Recall that the standard definition of $a^b$ for $a \in \mathbb{R}_{>0}$, $b\in \mathbb{R}$ is

$$a^b := e^{b\ln(a)}$$

Where the exponential function can be defined in several ways-- through its power series, as the solution to the differential equation $y'=y$, or the inverse to the natural logarithm (which is in turn defined as the integral $\ln(x)=\int_1^x\frac{1}{t}dt$). From this definition, it's clear that $b\ln(a)=\ln(a^b)$, so we have

$$a^{bc} = e^{bc\ln(a)}=e^{c\ln(a^b)}=(a^b)^c.$$

However, for $a \leq 0$, this definition requires us to make sense of $\ln(a)$, and the integral definition referenced above diverges. How might we do this? Since we're trying to understand exponentiation of negative numbers, we surely must include the case of $(-1)^{1/2} = \pm i \in \mathbb{C}$, so we can't get around working in the complex plane. If we want to try to extend our earlier definition of $a^b$, then, we're forced to confront the extension of the exponential function to the complex plane. Fortunately, the exponential function's power series definition extends naturally to the complex plane, and from it we can easily derive Euler's identity, which states

$$e^{i\theta} = \cos(\theta)+i\sin(\theta)$$

for $\theta \in \mathbb{R}$, so $e^{i\theta}$ is a point on the unit circle at angle $\theta$ from the positive real axis, measured counterclockwise. In particular, we see that any nonzero complex number $z$ can be written uniquely as $z=re^{i\theta}$ for some $r \in \mathbb{R}_{>0}$ and $-\pi < \theta \leq \pi$. If we want a defining property of our extension of the natural logarithm to be that the exponential function inverts it (which it had better, if the original formula is to always return $a^1=a$), then, one way to define the natural logarithm of $z$ is $\ln(z) := \ln(r)+i\theta$, as this gives $$e^{\ln(z)}=e^{\ln(r)+i\theta}=re^{i\theta}=z,$$ as desired. Note $z=r$ and $\theta=0$ if $z$ is real and positive, so this is indeed an extension of the usual natural logarithm.

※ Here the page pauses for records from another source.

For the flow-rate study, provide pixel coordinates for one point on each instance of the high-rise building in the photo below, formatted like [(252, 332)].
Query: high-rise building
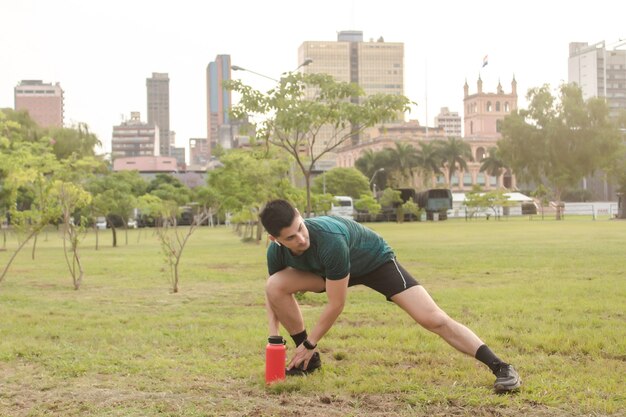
[(198, 152), (449, 121), (376, 66), (600, 71), (158, 89), (44, 102), (218, 99), (134, 138)]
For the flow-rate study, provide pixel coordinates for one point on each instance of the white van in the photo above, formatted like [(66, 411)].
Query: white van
[(342, 206)]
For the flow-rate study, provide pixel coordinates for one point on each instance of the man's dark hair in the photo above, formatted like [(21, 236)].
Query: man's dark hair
[(277, 215)]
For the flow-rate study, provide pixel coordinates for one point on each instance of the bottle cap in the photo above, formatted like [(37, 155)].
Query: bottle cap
[(276, 340)]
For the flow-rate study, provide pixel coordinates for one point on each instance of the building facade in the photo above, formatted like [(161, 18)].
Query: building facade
[(42, 101), (450, 122), (483, 114), (600, 71), (219, 101), (158, 90), (133, 138), (199, 154), (376, 66)]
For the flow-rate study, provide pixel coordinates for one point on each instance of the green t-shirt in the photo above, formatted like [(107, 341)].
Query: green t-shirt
[(338, 246)]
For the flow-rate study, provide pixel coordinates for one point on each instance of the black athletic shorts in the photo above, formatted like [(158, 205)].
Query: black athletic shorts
[(389, 279)]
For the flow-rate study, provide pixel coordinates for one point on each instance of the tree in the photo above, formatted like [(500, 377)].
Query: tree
[(374, 166), (368, 204), (493, 164), (558, 141), (428, 160), (30, 167), (478, 201), (393, 198), (72, 197), (302, 106), (114, 198), (173, 238), (454, 155), (76, 140), (403, 160), (342, 181)]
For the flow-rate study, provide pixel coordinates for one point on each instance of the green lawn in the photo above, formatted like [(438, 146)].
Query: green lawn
[(548, 296)]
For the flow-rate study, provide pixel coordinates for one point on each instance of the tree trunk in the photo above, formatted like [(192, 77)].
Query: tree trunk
[(307, 181), (6, 268)]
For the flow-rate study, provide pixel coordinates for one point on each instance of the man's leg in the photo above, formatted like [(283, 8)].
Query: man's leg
[(281, 303), (282, 307), (423, 309)]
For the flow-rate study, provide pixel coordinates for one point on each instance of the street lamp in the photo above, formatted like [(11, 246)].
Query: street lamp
[(238, 68), (372, 183), (306, 62)]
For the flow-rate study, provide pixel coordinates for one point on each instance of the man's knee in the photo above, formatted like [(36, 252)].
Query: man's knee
[(274, 287), (436, 321)]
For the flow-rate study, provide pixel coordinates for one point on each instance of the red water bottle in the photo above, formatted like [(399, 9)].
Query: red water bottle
[(275, 357)]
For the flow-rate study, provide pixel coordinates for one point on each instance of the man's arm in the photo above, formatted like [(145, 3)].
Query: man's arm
[(336, 291)]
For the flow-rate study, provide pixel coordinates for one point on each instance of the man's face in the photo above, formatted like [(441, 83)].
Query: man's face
[(295, 237)]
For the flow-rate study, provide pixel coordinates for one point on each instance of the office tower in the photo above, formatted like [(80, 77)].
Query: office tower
[(376, 66), (218, 99), (134, 138), (449, 121), (198, 152), (158, 88), (600, 71), (44, 102)]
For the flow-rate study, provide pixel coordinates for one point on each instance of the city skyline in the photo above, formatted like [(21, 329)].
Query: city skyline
[(102, 53)]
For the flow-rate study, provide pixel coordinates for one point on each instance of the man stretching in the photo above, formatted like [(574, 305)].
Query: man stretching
[(329, 254)]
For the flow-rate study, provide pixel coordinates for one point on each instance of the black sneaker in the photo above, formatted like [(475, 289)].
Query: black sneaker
[(507, 379), (314, 364)]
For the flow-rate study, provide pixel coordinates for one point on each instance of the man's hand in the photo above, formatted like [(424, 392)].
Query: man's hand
[(303, 355)]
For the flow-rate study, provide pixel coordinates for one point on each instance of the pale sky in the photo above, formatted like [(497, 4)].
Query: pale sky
[(102, 51)]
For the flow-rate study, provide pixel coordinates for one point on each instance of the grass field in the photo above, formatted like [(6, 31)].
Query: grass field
[(548, 296)]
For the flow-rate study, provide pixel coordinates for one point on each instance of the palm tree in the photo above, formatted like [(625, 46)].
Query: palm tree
[(367, 163), (455, 153), (429, 160), (493, 164), (404, 159)]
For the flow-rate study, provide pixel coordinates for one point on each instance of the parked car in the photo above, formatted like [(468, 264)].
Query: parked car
[(101, 223)]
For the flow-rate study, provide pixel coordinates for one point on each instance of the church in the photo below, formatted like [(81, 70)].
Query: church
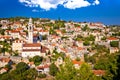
[(31, 49)]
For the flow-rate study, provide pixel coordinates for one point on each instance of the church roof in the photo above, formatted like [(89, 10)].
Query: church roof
[(32, 45)]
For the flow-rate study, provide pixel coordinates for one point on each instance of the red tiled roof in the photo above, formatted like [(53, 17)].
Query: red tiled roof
[(31, 50), (112, 38), (32, 45), (5, 59), (77, 62), (99, 72)]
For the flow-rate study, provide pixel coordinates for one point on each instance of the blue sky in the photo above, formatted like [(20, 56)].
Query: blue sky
[(105, 11)]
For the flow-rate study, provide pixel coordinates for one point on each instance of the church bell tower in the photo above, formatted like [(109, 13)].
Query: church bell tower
[(30, 31)]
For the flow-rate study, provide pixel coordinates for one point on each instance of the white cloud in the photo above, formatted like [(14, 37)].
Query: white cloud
[(35, 10), (73, 4), (48, 4)]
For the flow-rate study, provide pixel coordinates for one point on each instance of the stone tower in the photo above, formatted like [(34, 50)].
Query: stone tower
[(30, 31)]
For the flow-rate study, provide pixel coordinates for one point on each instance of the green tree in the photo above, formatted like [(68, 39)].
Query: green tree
[(30, 74), (114, 43), (86, 43), (67, 71), (53, 69), (37, 60), (42, 75)]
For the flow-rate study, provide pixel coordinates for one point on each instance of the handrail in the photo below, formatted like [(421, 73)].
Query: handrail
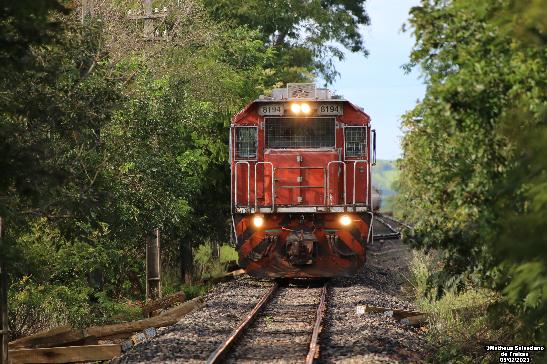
[(248, 182), (355, 174), (328, 180), (273, 181)]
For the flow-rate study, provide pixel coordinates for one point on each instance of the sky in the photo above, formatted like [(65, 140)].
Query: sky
[(377, 83)]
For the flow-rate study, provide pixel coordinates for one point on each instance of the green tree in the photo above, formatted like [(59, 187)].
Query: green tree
[(473, 173), (304, 34)]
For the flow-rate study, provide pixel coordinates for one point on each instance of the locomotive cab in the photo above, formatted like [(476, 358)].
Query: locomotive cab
[(301, 184)]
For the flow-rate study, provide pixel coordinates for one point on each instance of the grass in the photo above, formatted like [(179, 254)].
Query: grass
[(459, 325)]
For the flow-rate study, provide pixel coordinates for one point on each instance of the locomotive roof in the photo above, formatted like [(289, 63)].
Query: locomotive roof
[(298, 92)]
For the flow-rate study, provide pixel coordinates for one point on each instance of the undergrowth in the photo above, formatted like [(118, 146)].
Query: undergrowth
[(459, 324)]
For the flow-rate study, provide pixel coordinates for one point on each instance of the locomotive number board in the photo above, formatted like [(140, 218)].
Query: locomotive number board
[(271, 109), (330, 109)]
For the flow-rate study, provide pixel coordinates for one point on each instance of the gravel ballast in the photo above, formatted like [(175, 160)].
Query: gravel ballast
[(347, 336)]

However, this choice was not unique-- we had to restrict $-\pi < \theta \leq \pi$ to make this definition. If our defining property is just inversion by the exponential function, it's clear that $\ln(z)=\ln(r)+i(\theta+2\pi n)$ works just as well for any integer $n$, and in general one could define a natural logarithm by instead restricting $\theta$ to be in any interval of length $2\pi$ we want, even making the interval a function of $r$-- making this choice is called choosing a branch of the logarithm. The original definition I gave is called the principal branch, and this is what most calculators like Wolfram Alpha will use. Going back to our definition of $a^b$ and declaring it true for any $a,b \in \mathbb{C}$, we see the result depends on our choice of branch. This is what people mean when they say that exponentiation isn't uniquely defined in $\mathbb{C}$.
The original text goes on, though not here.